Reportando-se as obrigações tributárias ao ano de 1995, a norma aplicável em termos de prescrição é a constante do artigo 34.º do Código de Processo Tributário, aprovado pelo DL n.º 154/91, de 23 de Abril, em cujos termos a obrigação tributária prescreve decorridos dez anos sobre o início do ano seguinte àquele em que tiver ocorrido o facto tributário, salvo regime especial ou se a lei fixar prazo mais curto.
Assim, mesmo descontando o período em que não foi possível a cobrança das dívidas exequendas por se encontrar em curso o processo de falência, decorreram, já, mais de dez anos desde 1 de Janeiro de 1996, já que a falência foi declarada em 28-04-1997 - A dos factos provados.
No entanto, a sentença recorrida assenta apenas que «Em 28 de Abril de 1997 foi declarada a falência de B…, LDA»; que «Em 20-03-2006 foi decidida a reversão contra o ora Oponente, na qualidade de responsável subsidiário, da execução fiscal antes instaurada contra B…, LDA para cobrança de dívidas de IVA e IRC do ano de 1995»; e que «O ora Oponente foi citado em 30-03-2006» – cf. A), B) e C) do probatório.
E, em nosso julgamento, e atento o regime legal consignado supra no ponto 2.2, não podia a sentença recorrida ter ajuizado pelo modo por que ajuizou, sem ter assentado, nomeadamente, a data da instauração da execução fiscal contra a sociedade devedora originária; a data da instauração e vicissitudes do falado processo de falência; e ainda o facto de ter estado, ou não, a execução fiscal, parada por mais de um ano por motivo não imputável ao contribuinte – tudo factos ou actos processuais nem ao menos aludidos na sentença recorrida.

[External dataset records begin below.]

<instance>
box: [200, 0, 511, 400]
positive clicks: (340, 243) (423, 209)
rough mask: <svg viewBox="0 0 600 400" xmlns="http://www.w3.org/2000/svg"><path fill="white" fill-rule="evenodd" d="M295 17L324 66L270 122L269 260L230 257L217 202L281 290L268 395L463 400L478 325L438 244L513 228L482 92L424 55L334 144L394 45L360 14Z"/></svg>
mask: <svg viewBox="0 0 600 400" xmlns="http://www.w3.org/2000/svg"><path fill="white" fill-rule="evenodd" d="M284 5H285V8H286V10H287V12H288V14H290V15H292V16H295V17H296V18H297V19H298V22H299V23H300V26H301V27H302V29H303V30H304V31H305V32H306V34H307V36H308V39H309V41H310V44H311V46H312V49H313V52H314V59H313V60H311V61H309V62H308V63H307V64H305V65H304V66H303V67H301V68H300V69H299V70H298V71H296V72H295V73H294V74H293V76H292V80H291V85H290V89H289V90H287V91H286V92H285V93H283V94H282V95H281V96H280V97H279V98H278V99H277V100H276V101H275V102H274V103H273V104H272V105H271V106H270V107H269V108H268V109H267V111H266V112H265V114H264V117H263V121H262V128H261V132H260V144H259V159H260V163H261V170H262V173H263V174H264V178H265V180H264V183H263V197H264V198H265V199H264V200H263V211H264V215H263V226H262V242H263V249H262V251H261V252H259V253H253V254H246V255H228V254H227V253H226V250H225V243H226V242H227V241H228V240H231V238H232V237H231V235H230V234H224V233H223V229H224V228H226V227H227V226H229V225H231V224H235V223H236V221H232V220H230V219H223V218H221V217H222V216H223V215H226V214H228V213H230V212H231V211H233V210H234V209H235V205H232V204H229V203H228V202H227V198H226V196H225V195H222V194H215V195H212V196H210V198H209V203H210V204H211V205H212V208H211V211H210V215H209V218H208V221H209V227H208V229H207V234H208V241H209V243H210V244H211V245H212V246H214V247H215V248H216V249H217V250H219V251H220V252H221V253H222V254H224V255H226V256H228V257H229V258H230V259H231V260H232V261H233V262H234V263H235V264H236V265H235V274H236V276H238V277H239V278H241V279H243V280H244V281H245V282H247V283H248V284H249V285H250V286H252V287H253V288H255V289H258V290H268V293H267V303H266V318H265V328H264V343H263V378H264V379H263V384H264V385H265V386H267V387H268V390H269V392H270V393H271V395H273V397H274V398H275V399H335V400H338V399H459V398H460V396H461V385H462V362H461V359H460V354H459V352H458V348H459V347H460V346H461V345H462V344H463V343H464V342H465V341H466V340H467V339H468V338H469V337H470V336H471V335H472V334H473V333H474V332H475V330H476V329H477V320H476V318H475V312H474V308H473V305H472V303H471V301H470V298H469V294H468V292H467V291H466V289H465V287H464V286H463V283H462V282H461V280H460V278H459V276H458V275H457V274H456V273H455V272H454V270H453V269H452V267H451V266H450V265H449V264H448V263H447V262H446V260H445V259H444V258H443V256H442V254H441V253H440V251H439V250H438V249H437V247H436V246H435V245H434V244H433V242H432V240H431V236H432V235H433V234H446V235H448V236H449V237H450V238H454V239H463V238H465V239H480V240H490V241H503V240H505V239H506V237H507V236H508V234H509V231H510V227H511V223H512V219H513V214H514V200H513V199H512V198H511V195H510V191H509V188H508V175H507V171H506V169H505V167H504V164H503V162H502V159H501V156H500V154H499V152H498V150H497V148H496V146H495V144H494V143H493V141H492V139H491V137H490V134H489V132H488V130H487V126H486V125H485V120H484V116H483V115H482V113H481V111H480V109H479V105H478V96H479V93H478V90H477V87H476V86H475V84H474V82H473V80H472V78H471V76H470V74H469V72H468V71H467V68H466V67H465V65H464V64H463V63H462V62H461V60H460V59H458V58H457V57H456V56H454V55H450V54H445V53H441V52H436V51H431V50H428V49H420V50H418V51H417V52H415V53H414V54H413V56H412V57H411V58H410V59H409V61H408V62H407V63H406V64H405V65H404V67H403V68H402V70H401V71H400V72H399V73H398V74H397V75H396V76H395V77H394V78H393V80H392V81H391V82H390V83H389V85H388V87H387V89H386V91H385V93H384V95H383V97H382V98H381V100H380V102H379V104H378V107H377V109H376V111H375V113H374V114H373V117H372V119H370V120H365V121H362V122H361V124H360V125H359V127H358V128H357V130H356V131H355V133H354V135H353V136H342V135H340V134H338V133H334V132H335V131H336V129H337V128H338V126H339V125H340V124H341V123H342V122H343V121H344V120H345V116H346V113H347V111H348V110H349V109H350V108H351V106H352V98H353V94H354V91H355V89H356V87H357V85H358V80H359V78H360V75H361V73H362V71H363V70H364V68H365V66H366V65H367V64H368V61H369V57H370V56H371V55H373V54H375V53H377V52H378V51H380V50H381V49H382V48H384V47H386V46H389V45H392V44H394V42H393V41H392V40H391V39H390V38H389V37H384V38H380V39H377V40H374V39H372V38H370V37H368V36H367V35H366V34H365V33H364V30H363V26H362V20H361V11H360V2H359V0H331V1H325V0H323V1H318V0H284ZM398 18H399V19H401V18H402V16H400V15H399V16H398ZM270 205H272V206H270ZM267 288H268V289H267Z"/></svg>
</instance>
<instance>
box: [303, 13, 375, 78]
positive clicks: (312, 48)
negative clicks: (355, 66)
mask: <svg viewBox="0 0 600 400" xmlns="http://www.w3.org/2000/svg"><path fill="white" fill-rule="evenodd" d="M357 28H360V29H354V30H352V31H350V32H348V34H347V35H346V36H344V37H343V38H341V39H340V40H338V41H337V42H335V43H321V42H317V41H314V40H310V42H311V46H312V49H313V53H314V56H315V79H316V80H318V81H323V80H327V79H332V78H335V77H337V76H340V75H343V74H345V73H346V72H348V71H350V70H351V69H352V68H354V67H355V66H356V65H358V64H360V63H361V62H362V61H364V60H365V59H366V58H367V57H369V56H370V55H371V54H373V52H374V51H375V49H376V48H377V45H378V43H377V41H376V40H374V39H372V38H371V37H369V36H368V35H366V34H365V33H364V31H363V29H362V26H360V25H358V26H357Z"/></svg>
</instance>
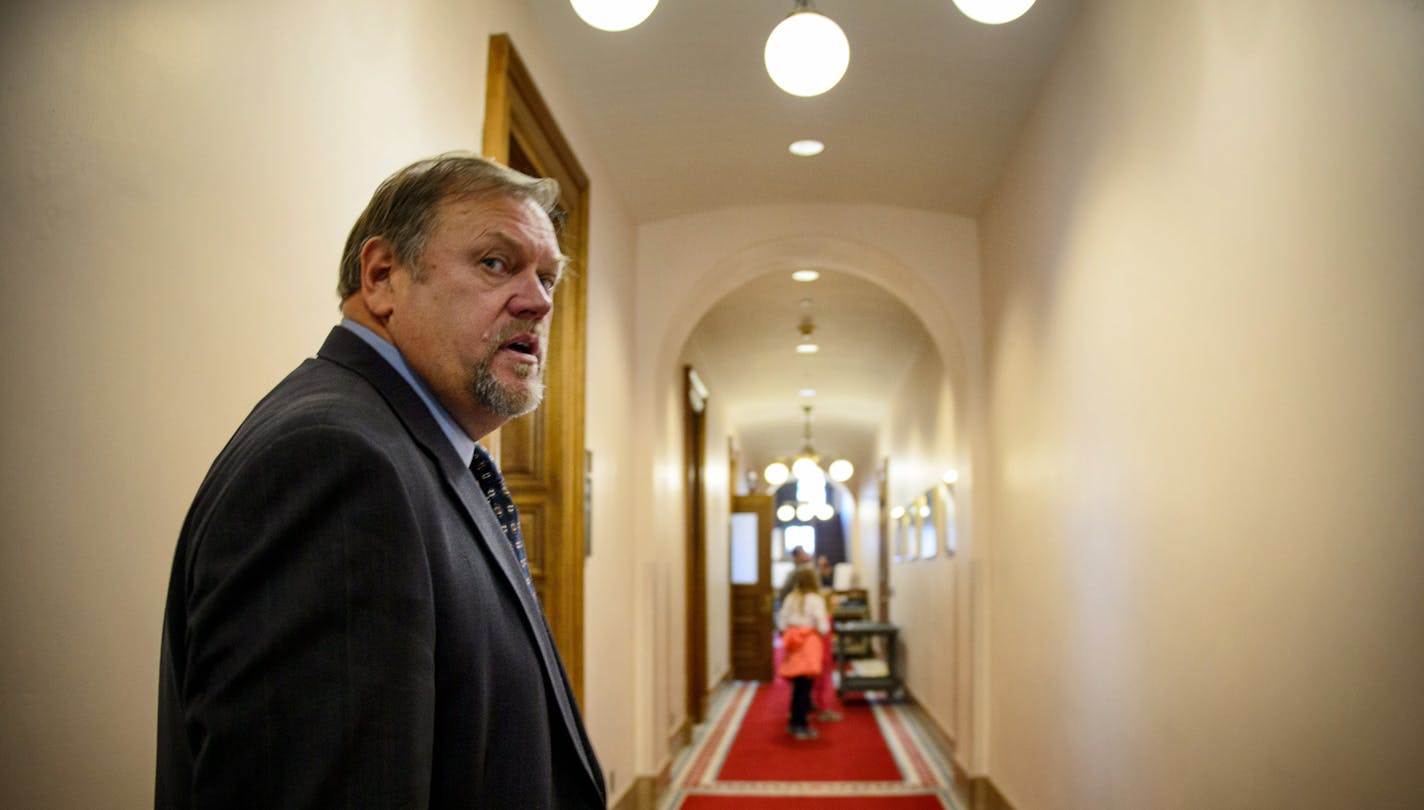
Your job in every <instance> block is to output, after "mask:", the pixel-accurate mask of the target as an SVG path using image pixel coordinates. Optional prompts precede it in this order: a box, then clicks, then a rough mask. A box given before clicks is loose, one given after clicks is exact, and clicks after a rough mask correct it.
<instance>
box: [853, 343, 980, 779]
mask: <svg viewBox="0 0 1424 810" xmlns="http://www.w3.org/2000/svg"><path fill="white" fill-rule="evenodd" d="M963 397H964V394H960V397H958V399H963ZM890 403H891V409H890V414H889V417H887V419H886V421H884V426H883V427H881V430H880V434H879V437H877V454H879V456H880V457H883V458H889V460H890V466H889V471H887V484H889V498H887V503H889V504H890V507H891V510H893V508H894V507H903V508H906V510H907V511H909V510H911V508H913V507H914V501H916V500H917V498H920V497H926V495H927V493H928V491H931V490H934V488H940V487H943V477H944V473H946V471H947V470H960V468H961V467H964V471H963V475H964V477H963V480H961V481H958V483H956V484H954V487H953V488H946V490H948V493H950V498H953V505H951V507H948V510H953V511H948V510H947V514H946V515H941V517H940V518H938V520H937V522H941V524H947V527H953V528H954V537H956V540H957V548H956V552H954V554H953V555H951V554H948V552H947V549H946V544H944V541H946V535H947V534H948V532H947V531H946V532H943V534H941V532H937V535H936V542H937V554H936V555H934V557H921V555H920V537H918V535H917V534H914V535H913V544H914V548H916V549H914V558H911V559H904V561H899V562H896V561H894V547H893V541H891V540H887V541H886V542H891V548H890V552H889V554H887V558H889V559H890V589H891V598H890V621H891V622H894V624H896V625H899V628H900V631H899V638H900V648H901V665H903V668H901V673H900V675H901V678H903V679H904V685H906V689H907V690H909V692H910V693H911V695H913V696H914V699H916V702H917V703H918V705H920V708H923V709H924V710H926V712H927V713H928V715H930V716H931V717H933V719H934V722H936V723H937V725H938V727H940V730H943V732H944V733H946V735H947V736H948V737H950V739H951V740H953V742H954V745H956V752H954V753H956V759H957V760H958V762H960V764H961V766H963V767H965V769H967V770H968V769H971V763H974V762H975V760H974V756H973V753H974V746H975V739H974V726H973V712H974V699H975V689H978V688H980V686H981V683H977V682H975V680H974V670H973V666H971V655H973V653H974V652H973V639H974V636H975V628H974V626H973V622H971V618H973V615H974V614H973V612H971V604H970V595H971V592H973V589H971V582H970V577H971V572H973V571H975V567H974V565H973V564H971V559H973V558H975V557H977V555H978V557H981V555H983V551H981V548H983V542H981V541H980V534H978V532H977V531H974V530H973V527H971V525H970V520H968V514H970V511H968V508H965V501H967V498H968V495H970V494H971V493H973V490H971V488H970V483H971V478H970V475H968V457H970V453H968V446H970V437H968V436H965V434H961V433H958V431H957V430H956V426H957V424H960V423H961V420H960V419H958V417H957V413H956V410H957V397H956V391H954V390H953V387H951V386H950V382H948V377H947V374H946V372H944V364H943V363H941V362H940V359H938V356H937V354H936V352H934V350H933V347H926V349H924V350H921V353H920V354H918V356H917V357H916V359H914V362H913V364H911V366H910V367H909V369H907V372H906V374H904V377H903V379H901V380H900V382H899V384H897V386H896V389H894V390H893V391H891V393H890ZM941 505H944V504H943V503H941ZM871 532H873V534H874V535H876V537H879V527H877V525H876V527H874V528H871ZM893 537H894V527H893V521H891V531H890V538H893ZM874 548H876V547H871V554H873V552H874ZM873 569H874V567H873V565H871V571H873ZM978 632H983V629H980V631H978Z"/></svg>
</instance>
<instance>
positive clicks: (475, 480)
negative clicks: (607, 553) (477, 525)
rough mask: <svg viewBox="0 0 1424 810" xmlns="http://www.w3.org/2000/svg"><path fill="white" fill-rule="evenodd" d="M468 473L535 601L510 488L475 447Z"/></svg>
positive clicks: (491, 461)
mask: <svg viewBox="0 0 1424 810" xmlns="http://www.w3.org/2000/svg"><path fill="white" fill-rule="evenodd" d="M470 471H471V473H474V481H476V483H477V484H478V485H480V490H481V491H483V493H484V497H486V498H487V500H488V501H490V508H493V510H494V517H496V518H498V520H500V525H501V527H504V540H507V541H510V547H511V548H514V557H517V558H518V561H520V571H523V572H524V584H525V585H528V587H530V594H534V598H535V599H538V591H535V589H534V578H533V577H531V575H530V562H528V558H527V557H525V555H524V535H523V534H520V511H518V510H517V508H514V498H511V497H510V488H508V487H506V485H504V477H503V475H500V471H498V468H496V466H494V460H493V458H490V454H488V453H487V451H486V450H484V447H480V446H478V444H476V446H474V458H473V460H471V461H470Z"/></svg>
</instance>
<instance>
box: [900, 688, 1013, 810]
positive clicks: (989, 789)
mask: <svg viewBox="0 0 1424 810" xmlns="http://www.w3.org/2000/svg"><path fill="white" fill-rule="evenodd" d="M906 695H907V698H909V700H907V702H906V705H909V706H911V708H913V709H914V713H916V715H918V717H920V725H921V727H924V729H927V730H928V732H930V735H928V736H930V743H931V745H934V747H937V749H938V750H940V754H941V756H943V757H944V760H946V762H948V763H950V772H951V776H953V777H954V799H956V800H957V801H958V803H960V807H964V810H1014V806H1012V804H1010V803H1008V799H1004V794H1002V793H1000V790H998V786H995V784H994V780H991V779H990V777H988V776H970V772H968V769H967V767H964V763H963V762H960V757H958V752H957V749H958V745H957V743H956V740H954V737H953V736H951V735H947V733H946V732H944V729H941V727H940V723H938V722H937V720H936V719H934V717H933V716H931V715H930V713H928V712H926V710H924V709H923V708H921V706H920V702H918V700H917V699H916V698H914V693H911V692H909V690H906Z"/></svg>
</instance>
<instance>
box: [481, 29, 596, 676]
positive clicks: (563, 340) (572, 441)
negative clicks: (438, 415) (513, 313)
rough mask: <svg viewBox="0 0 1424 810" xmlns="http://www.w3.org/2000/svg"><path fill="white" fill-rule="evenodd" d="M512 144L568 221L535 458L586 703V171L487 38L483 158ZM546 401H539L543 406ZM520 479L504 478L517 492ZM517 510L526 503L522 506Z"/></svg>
mask: <svg viewBox="0 0 1424 810" xmlns="http://www.w3.org/2000/svg"><path fill="white" fill-rule="evenodd" d="M514 147H517V148H518V149H520V152H521V154H524V155H525V157H528V158H530V161H531V162H533V164H534V165H535V168H537V169H538V174H541V175H544V177H554V178H557V179H558V181H560V204H561V205H562V206H564V209H565V211H567V212H568V219H567V221H565V223H564V229H562V232H561V235H560V246H561V249H562V251H564V253H565V255H567V256H568V258H570V266H568V270H567V272H565V278H564V280H562V282H561V283H560V290H558V298H557V306H555V323H554V327H553V329H551V333H550V342H551V346H550V356H551V357H557V362H558V363H561V366H560V369H561V374H560V377H558V379H551V380H550V383H551V384H550V386H548V389H547V393H545V400H553V399H554V397H558V403H557V409H555V410H557V414H560V417H558V419H553V417H551V420H550V421H551V424H550V426H548V436H545V437H544V440H545V443H547V447H548V448H550V450H548V453H547V454H544V458H543V460H541V461H543V463H544V464H547V467H548V470H547V473H548V475H547V478H548V480H551V481H553V487H551V488H553V491H554V495H555V497H557V500H558V503H557V505H555V507H554V508H555V510H557V512H558V514H555V515H554V520H553V521H551V522H554V524H557V528H555V530H554V531H551V532H550V535H551V537H550V547H548V548H547V549H545V561H544V567H545V568H544V582H545V584H547V585H548V587H545V589H544V612H545V618H547V619H548V625H550V631H551V632H553V635H554V642H555V643H557V645H558V651H560V655H561V656H562V659H564V668H565V669H567V670H568V679H570V683H571V686H572V689H574V696H575V699H578V700H580V702H582V698H584V554H585V540H587V538H585V528H584V527H585V518H587V515H585V514H582V512H584V508H585V501H584V481H585V474H584V473H585V461H584V458H585V450H584V417H585V414H584V409H585V406H584V397H585V373H587V372H585V346H587V339H585V325H587V296H588V245H587V242H588V202H590V192H588V175H587V174H584V169H582V167H581V165H580V162H578V158H577V157H574V151H572V148H570V145H568V141H567V140H565V138H564V135H562V134H561V131H560V128H558V124H557V122H555V121H554V115H553V114H551V112H550V110H548V105H547V104H545V102H544V98H543V95H540V93H538V88H537V87H535V85H534V80H533V77H531V75H530V71H528V68H525V67H524V61H523V60H520V56H518V53H517V51H515V50H514V44H513V43H511V41H510V37H508V36H507V34H493V36H491V37H490V58H488V73H487V75H486V100H484V138H483V152H484V155H486V157H487V158H491V159H494V161H498V162H503V164H506V165H508V164H510V155H511V152H513V151H514ZM550 407H551V403H550V401H545V406H544V409H550ZM486 444H488V446H490V448H491V451H493V453H494V454H496V457H497V458H498V457H501V453H500V450H501V448H500V433H496V434H493V436H491V437H488V440H487V441H486ZM517 478H518V475H517V474H515V475H507V480H508V483H510V490H511V493H513V494H514V495H515V503H518V491H517V483H518V481H517ZM521 508H523V504H521Z"/></svg>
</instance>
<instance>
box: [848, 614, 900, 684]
mask: <svg viewBox="0 0 1424 810" xmlns="http://www.w3.org/2000/svg"><path fill="white" fill-rule="evenodd" d="M899 633H900V628H899V626H896V625H893V624H890V622H857V621H852V622H836V643H834V651H836V678H837V680H839V682H837V685H836V695H837V696H839V698H842V699H844V696H846V692H884V693H887V695H889V696H890V698H891V699H893V700H901V699H904V685H903V683H901V682H900V665H899V661H897V659H896V638H897V635H899ZM852 651H854V653H853V652H852ZM856 653H862V655H856Z"/></svg>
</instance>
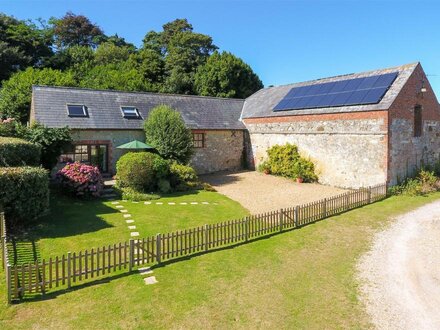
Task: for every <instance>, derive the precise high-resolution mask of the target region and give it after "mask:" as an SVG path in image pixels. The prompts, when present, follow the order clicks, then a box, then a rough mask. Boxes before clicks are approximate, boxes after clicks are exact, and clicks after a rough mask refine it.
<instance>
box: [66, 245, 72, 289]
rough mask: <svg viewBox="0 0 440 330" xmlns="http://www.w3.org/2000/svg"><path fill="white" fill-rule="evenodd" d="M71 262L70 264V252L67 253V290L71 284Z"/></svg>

Como assim, a sentença recorrida não fez o julgamento da factualidade necessária, em face do regime legal aplicável, para a decisão afirmativa, que tomou, de verificação da prescrição das obrigações aqui em causa, referentes às dívidas exequendas de IVA e de IRC respeitantes ao ano de 1995.
E, então, é claro que a sentença recorrida não procedeu ao julgamento dos factos necessários fundamentadores da solução que encontrou.
Razão por que, por falta de julgamento da pertinente matéria de facto, deve ser anulada a sentença recorrida.
Assim, havemos de convir que, para efeitos de prescrição de dívidas de IVA e IRC respeitantes ao ano de 1995, revela-se de julgamento necessário mormente a falência (apenas aludida) da originária executada, e as vicissitudes do falado processo; a data de instauração da respectiva execução fiscal; e a paragem desta, ou não, por mais de um ano, por motivo não imputável ao contribuinte.
A falta de julgamento dos factos necessários à decisão da causa constitui nulidade de conhecimento oficioso, por semelhança com a nulidade prevista nos artigos 729.º e 730.º do Código de Processo Civil.
3. Termos em que se acorda anular a sentença recorrida.
Sem custas.
Lisboa, 25 de Junho 2009. - Jorge Lino (relator) – Brandão de PinhoPimenta do Vale.